Obviously these people have never shipped something across country... you know, you go to the post office- the lady behind the counter who hears a special story about how the rules need not apply at the rate of 10 'special cases' an hour asks-'Is there anything liquid or perishable in the package?'
and a formally too honest for your own good me says, 'Why yes, yes there is liquid in there...'
to which the lady responds 'Oh?

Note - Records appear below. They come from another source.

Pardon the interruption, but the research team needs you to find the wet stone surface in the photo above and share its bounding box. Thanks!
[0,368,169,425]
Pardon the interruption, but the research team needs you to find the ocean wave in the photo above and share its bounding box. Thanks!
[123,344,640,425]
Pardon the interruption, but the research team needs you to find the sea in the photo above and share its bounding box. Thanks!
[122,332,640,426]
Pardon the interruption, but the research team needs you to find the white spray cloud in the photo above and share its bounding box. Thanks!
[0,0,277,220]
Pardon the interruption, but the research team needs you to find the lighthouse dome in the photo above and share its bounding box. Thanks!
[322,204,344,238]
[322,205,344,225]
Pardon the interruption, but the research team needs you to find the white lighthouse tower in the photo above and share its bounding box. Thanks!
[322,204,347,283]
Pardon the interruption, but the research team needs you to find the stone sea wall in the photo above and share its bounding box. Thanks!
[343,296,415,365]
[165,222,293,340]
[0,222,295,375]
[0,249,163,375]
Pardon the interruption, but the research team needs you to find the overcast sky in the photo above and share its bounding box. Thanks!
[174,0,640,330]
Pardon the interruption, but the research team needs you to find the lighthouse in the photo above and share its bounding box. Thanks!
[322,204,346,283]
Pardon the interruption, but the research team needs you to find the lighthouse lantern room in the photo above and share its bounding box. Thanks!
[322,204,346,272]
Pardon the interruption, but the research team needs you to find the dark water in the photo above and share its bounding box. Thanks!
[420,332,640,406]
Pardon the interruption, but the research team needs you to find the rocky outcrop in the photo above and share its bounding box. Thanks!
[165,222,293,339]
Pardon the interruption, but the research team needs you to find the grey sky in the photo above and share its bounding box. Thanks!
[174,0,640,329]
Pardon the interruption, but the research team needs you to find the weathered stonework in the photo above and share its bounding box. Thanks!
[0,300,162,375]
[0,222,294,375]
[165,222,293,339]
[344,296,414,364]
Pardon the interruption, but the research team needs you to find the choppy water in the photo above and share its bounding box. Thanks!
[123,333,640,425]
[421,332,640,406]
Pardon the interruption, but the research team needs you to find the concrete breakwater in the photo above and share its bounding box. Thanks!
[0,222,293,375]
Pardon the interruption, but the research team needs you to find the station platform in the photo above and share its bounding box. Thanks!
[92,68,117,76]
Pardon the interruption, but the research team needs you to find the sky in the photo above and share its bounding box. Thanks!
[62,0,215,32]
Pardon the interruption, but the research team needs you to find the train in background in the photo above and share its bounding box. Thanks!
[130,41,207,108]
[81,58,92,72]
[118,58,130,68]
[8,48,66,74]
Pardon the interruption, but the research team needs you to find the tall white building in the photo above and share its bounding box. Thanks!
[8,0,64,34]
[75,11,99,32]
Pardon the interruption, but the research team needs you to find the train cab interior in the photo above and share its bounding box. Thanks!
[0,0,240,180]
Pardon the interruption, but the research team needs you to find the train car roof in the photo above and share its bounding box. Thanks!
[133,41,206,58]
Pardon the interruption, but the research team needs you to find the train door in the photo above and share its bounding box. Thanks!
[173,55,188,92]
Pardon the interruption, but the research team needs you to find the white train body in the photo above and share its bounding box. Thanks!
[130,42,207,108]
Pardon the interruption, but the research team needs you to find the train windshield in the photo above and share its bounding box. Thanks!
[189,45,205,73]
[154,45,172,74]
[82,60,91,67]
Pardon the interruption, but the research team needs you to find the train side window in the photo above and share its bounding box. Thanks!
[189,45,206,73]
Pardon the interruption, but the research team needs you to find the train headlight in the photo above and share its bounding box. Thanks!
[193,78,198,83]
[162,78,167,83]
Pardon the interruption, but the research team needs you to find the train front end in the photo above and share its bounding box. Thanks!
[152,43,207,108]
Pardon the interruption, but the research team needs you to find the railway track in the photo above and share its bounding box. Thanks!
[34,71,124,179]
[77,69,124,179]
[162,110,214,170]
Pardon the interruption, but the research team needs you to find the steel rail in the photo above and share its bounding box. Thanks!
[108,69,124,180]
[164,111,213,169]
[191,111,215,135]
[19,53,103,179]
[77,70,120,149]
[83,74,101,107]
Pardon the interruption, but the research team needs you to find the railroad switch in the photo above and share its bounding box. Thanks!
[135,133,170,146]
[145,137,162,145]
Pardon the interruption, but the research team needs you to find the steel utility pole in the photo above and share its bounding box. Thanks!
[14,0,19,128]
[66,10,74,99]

What is the liquid?'
and I respond full of pride and honesty 'Wine'
Her eyebrows furrow and she exasperates 'WINE?! Oh no no no, you cannot ship wine'
And I walk out of the post office, pissed off at my terminal honesty, get in my car, drive to fed ex and ship the damned wine as olive oil as I should have in the first damned place.

I'm not advocating lying, I have as much disdain for lying as I do stupid questions, all I'm saying is that sometimes, maybe not telling someone everything is better for all parties involved... I don't need to know nor do I give a shit if you have a business partner, I also do not want to sift through 387 photos of your trinkets... just exercise some sort of discretion for crying out loud!  None of us are ever remotely as important as we think we are... so, let's all get out from under the plague of terminal uniqueness that Mr. Rogers gave us and realize that we are more one grain of sand by the ocean than we are snowflakes falling from the sky.  I am not unique, or special or even an individual, I fall into the herd mentality more often than I would like to admit... but, I admit it. Come on people, we can work together, as long as you get that you are not the only fish in the sea, my time is as precious to me as your handmade pine cone and buckeye necklaces are to you.